Comparing minerals per 500 calories for Dry Roasted Almonds with Salt vs Oil Roasted Cashew Nuts with Salt:
- 500 calories of Dry Roasted Almonds with Salt have 6.1 times more Calcium and 1.3 times more Manganese than Oil Roasted Cashew Nuts with Salt.
- While 500 kcal of Oil Roasted Cashew Nuts with Salt contain 1.9 times more Copper, 1.7 times more Iron, 10.4 times more Selenium, 1.4 times more Sodium and 1.7 times more Zinc than Dry Roasted Almonds with Salt.

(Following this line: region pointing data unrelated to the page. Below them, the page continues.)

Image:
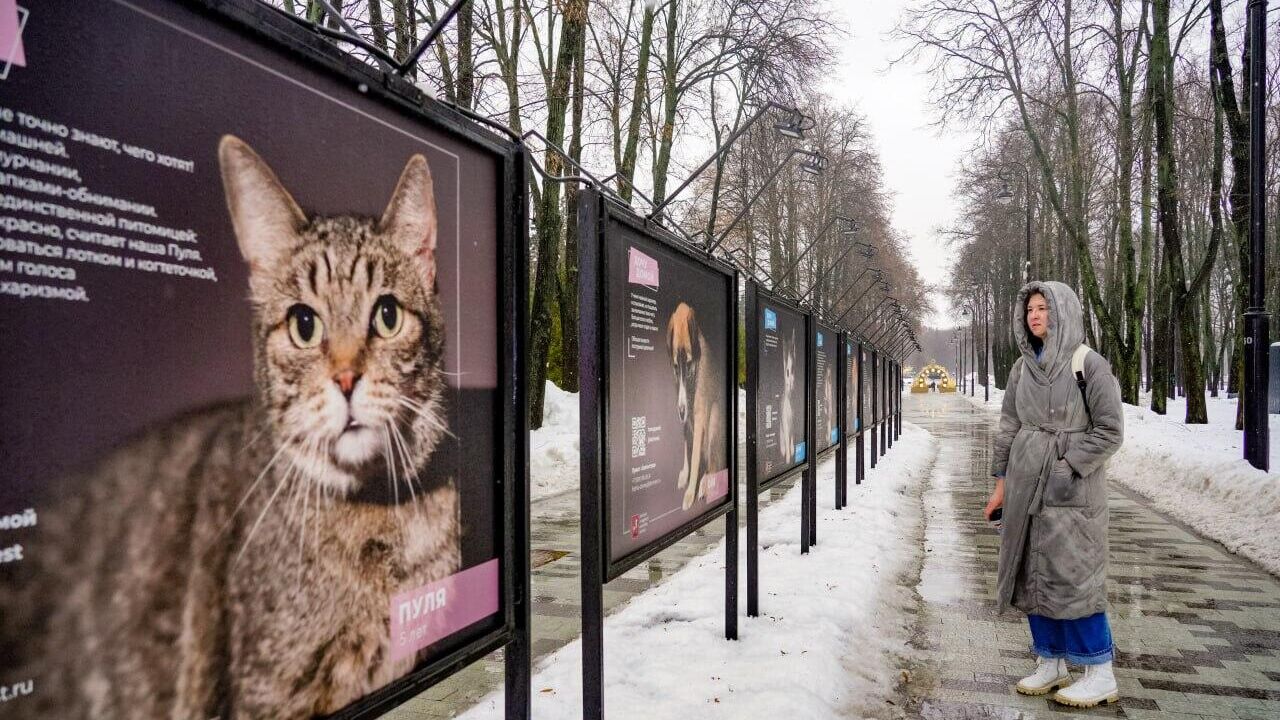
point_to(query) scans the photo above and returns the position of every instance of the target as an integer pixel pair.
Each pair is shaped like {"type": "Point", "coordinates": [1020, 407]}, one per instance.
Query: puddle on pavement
{"type": "Point", "coordinates": [942, 710]}
{"type": "Point", "coordinates": [539, 557]}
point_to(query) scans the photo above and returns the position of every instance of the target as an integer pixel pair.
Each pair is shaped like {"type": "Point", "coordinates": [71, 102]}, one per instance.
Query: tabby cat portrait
{"type": "Point", "coordinates": [238, 561]}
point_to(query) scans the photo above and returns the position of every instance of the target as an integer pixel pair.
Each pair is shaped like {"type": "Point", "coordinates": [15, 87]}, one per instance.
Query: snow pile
{"type": "Point", "coordinates": [553, 460]}
{"type": "Point", "coordinates": [1197, 474]}
{"type": "Point", "coordinates": [831, 625]}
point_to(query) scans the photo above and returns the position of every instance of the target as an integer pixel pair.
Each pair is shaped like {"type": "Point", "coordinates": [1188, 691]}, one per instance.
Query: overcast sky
{"type": "Point", "coordinates": [918, 160]}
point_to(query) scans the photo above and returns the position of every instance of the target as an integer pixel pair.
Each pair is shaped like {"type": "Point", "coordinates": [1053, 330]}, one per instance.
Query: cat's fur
{"type": "Point", "coordinates": [229, 564]}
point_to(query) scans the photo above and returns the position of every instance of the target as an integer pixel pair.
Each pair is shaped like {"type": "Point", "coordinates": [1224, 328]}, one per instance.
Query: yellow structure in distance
{"type": "Point", "coordinates": [933, 378]}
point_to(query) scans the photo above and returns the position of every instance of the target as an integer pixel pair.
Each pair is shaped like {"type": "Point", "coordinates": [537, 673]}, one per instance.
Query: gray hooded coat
{"type": "Point", "coordinates": [1054, 548]}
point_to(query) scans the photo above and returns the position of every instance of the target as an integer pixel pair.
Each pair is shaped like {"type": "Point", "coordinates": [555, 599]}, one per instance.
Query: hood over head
{"type": "Point", "coordinates": [1065, 327]}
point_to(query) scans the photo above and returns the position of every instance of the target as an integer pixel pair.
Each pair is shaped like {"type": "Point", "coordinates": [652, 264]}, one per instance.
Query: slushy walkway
{"type": "Point", "coordinates": [1197, 629]}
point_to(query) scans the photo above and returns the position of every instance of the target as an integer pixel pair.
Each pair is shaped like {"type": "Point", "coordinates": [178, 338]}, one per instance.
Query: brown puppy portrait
{"type": "Point", "coordinates": [698, 402]}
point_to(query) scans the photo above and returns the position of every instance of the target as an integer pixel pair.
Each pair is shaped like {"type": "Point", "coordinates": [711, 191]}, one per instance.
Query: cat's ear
{"type": "Point", "coordinates": [264, 214]}
{"type": "Point", "coordinates": [410, 217]}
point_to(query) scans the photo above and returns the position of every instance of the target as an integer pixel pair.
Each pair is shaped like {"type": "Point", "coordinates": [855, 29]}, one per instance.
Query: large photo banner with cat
{"type": "Point", "coordinates": [826, 350]}
{"type": "Point", "coordinates": [781, 404]}
{"type": "Point", "coordinates": [670, 369]}
{"type": "Point", "coordinates": [254, 447]}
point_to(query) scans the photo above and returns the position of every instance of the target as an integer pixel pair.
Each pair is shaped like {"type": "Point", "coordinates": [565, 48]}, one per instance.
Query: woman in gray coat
{"type": "Point", "coordinates": [1050, 465]}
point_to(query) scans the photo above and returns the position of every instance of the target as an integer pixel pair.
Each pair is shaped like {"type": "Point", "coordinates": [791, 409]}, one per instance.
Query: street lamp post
{"type": "Point", "coordinates": [986, 346]}
{"type": "Point", "coordinates": [1257, 434]}
{"type": "Point", "coordinates": [1005, 196]}
{"type": "Point", "coordinates": [814, 167]}
{"type": "Point", "coordinates": [792, 127]}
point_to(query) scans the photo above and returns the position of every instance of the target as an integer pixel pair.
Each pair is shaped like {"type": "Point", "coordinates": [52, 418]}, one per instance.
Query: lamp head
{"type": "Point", "coordinates": [1004, 196]}
{"type": "Point", "coordinates": [814, 164]}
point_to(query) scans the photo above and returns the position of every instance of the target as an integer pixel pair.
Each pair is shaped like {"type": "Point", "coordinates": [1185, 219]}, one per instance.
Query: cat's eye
{"type": "Point", "coordinates": [306, 328]}
{"type": "Point", "coordinates": [388, 317]}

- Both Dry Roasted Almonds with Salt and Oil Roasted Cashew Nuts with Salt contain similar levels of Magnesium, Phosphorus and Potassium per 500 calories.
- 500 calories of Dry Roasted Almonds with Salt lack sufficient amounts of Selenium
- 500 calories of Oil Roasted Cashew Nuts with Salt lack sufficient amounts of Calcium
Comparison of macro-nutrients per 500 calories:
- 500 calories of Dry Roasted Almonds with Salt have 1.5 times more Omega 6, 3.2 times more Fiber and 1.2 times more Protein than Oil Roasted Cashew Nuts with Salt.
- While 500 kcal of Oil Roasted Cashew Nuts with Salt contain 2.1 times more Saturated Fat and 1.5 times more Carbohydrate than Dry Roasted Almonds with Salt.
- Both Dry Roasted Almonds with Salt and Oil Roasted Cashew Nuts with Salt offer comparable quantities of Energy and Fat per 500 calories.
- 500 calories of Oil Roasted Cashew Nuts with Salt provide inadequate amounts of Fiber
- Both Dry Roasted Almonds with Salt as well as Oil Roasted Cashew Nuts with Salt provide inadequate amounts of Omega 3 in 500 calories.